I've had people come up to me to say they love my columns. I've had people write to me to say they hate them (once, a girl from the College Republicans wrote to tell me how misplaced my values were and the very next weekend I saw her name in the Police Beat for drunk driving). Either way, this gig has been the most fun I've ever had and I can't tell you how grateful I am that anyone took the time to form an opinion about me, good, bad or really, really bad.

So here's the problem: The problem is that you can never define what this experience of college has meant to you. Whether it's an old flame who still enjoys your company years after the relationship has ended, whether it's the friends you've kept from high school who will remind you when you weren't that cool and couldn't talk to a girl to save your life (OK, so this hasn't changed), whether it's that person you met on your study abroad trip who got drunk with you in so many strange European cities that you got to know every embarrassing story and past tragedy in each other's lives, whether it's the co-workers who always gave you the feeling when you left the office that you hadn't been working but just hanging out with your friends, whether it's the ex-girlfriend who you first met at a party when you thought to yourself that she had the most beautiful pair of eyes you'd ever seen inside of a human skull, whether it's all the roommates with whom you've shared dorm rooms and apartments - not to mention living rooms, kitchens, showers and toilets - who all feel more like your brothers than your friends, whether it's the people you've only just met this year who you didn't get nearly enough time with. …

The problem is that for all these people, there is just no way to tell them how much you love them - how goddamn much they mean to you.
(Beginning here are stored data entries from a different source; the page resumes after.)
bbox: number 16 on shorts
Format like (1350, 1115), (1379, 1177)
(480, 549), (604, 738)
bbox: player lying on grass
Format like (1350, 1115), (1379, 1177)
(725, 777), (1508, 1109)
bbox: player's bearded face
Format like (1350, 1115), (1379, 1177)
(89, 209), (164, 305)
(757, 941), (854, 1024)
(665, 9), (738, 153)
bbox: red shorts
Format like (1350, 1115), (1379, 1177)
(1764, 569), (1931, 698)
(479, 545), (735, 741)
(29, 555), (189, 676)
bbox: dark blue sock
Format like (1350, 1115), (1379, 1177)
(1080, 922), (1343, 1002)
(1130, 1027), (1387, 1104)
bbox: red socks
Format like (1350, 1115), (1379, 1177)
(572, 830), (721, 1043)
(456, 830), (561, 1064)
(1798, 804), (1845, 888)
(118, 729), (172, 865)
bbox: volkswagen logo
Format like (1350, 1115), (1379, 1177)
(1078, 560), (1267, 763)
So you stare at them across the room at a party and think about how you'll probably just have to let them slip out of your life without ever letting them know. …

Such is the way of things, I guess. We move on. We go other places, meet other people, and relegate the rest to memory. I suppose the best thing to say to these people - to you reading this - is thanks for carving out a place among those memories for me.

Finally, I have to thank some people. Thank you to Ann Coulter for being such a joke. Thanks to the woman in Amsterdam who showed me that vaginal muscles can be built to Herculean strength. Thanks to George W. Bush for giving me so much material. Thanks to all the professors who brought my name up in their classes. Thanks to the College Republicans for being such an easy target. Thanks to the Miami administrators who unwittingly broke out a bottle of hand lotion for me. Thanks to everyone who ever felt the need to spend a portion of their life telling me what they thought about what I thought.